Die Nachricht verbreitete sich wie ein Lauffeuer durch die ganze fremde Niederlassung; nur Edith und Büchner, die mit wenigen verkehrten, erfuhren davon zunächst nichts. Frau Onslow empfand tiefe Betrübnis darüber. Ihre größte Sorge war aber, wie Büchner diesen neuen Schlag ertragen würde. Sie sandte einen Boten zu Edith und bat diese um ihren Besuch. Edith erschien bald darauf. Sie erkannte sofort an Frau Onslows Miene, daß diese eine Trauerbotschaft für sie bereit halte, und fragte ängstlich, was vorgefallen sei. Frau Onslow erzählte es in möglichst schonender Weise.

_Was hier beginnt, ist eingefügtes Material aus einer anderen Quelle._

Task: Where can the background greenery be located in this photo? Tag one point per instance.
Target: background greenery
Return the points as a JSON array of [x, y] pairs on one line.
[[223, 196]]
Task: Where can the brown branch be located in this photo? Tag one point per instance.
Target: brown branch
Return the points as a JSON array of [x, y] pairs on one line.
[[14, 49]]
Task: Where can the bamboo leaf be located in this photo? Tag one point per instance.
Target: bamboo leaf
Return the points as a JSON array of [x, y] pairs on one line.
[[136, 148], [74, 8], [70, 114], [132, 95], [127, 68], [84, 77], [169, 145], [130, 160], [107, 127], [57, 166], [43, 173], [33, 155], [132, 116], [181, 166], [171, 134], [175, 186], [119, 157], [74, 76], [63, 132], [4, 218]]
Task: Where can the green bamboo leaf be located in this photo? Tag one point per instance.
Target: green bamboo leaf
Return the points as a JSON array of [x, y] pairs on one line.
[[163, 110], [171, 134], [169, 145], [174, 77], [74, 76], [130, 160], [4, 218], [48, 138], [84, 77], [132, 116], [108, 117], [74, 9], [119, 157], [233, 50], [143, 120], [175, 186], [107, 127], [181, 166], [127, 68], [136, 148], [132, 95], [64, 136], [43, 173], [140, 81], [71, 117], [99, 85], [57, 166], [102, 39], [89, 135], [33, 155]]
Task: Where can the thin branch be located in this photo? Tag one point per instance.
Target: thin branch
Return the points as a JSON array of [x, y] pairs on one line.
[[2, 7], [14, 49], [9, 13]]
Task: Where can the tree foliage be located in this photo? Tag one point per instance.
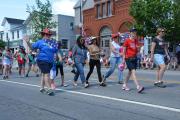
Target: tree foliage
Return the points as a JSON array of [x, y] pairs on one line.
[[151, 14], [41, 17]]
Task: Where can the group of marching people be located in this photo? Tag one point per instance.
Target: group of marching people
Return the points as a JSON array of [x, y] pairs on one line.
[[120, 55], [19, 58], [49, 59]]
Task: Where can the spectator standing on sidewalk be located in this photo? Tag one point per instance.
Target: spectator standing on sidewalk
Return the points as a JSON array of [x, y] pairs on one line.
[[6, 60], [178, 54], [47, 48], [79, 54], [32, 63], [158, 50], [21, 59], [59, 64], [94, 52], [115, 59], [131, 47]]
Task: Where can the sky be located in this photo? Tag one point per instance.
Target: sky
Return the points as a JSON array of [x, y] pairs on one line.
[[17, 8]]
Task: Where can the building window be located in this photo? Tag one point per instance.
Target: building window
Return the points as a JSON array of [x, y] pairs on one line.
[[98, 12], [109, 8], [12, 35], [1, 36], [104, 10], [106, 44], [71, 25], [18, 34], [64, 44]]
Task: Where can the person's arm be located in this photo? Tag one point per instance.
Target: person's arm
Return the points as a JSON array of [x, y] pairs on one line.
[[113, 49], [124, 54], [60, 57], [74, 50], [153, 45], [166, 52]]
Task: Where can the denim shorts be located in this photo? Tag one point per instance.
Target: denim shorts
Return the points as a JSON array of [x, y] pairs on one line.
[[159, 59], [131, 63], [44, 66]]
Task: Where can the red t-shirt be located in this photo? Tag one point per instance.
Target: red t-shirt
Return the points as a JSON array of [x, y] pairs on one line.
[[131, 48]]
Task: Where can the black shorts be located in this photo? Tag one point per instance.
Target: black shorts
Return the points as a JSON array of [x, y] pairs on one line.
[[60, 67], [44, 66], [21, 65], [131, 63]]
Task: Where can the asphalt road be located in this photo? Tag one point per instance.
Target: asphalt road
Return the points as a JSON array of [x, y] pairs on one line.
[[20, 99]]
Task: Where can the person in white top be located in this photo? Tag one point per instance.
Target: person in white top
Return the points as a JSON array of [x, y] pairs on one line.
[[115, 59]]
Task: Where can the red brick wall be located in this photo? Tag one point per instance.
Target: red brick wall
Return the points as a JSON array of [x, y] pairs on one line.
[[116, 22]]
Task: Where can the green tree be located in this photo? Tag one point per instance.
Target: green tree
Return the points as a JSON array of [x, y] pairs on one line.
[[41, 17], [2, 44], [150, 14]]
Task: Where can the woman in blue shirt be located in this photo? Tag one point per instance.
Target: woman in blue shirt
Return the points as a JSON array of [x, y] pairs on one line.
[[79, 55], [47, 49]]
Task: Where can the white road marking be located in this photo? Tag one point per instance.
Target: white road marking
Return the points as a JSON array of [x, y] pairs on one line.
[[105, 97]]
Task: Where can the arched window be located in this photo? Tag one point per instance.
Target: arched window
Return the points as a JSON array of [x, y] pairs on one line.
[[105, 37]]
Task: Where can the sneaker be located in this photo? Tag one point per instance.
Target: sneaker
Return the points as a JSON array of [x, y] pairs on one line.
[[120, 82], [53, 86], [4, 77], [104, 79], [86, 85], [103, 84], [37, 75], [75, 83], [50, 92], [140, 89], [159, 84], [64, 85], [124, 87], [42, 90]]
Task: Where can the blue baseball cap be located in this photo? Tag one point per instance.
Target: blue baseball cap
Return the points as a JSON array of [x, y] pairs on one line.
[[133, 30]]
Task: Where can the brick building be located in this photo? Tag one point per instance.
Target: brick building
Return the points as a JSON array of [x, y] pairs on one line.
[[107, 17]]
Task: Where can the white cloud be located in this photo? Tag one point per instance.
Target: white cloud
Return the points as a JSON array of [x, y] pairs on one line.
[[64, 7]]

»Mein armer, armer Georg! – Der gute treue Prati!« rief Edith, und dann brach sie in Tränen aus. – »Wie soll ich es Georg mitteilen?« sagte sie weinend. »Ach, ich bin recht unglücklich, ich fühle mich vollständig ratlos.«
Frau Onslow erbot sich, die schwere Aufgabe zu übernehmen, Büchner die Nachricht von dem Tode seines Freundes zu bringen. Davon wollte Edith nichts hören. »Nein,« sagte sie, »das darf ich niemand überlassen. – Aber, liebe Frau Onslow, kommen Sie in einer Stunde etwa; dann ist es wohl besser für ihn, auch noch andere als mich zu sehen.«
Die mutige kleine Frau trocknete ihre heißen Tränen und machte sich auf den Weg, die schwere Pflicht zu erfüllen, die sie sich auferlegt hatte.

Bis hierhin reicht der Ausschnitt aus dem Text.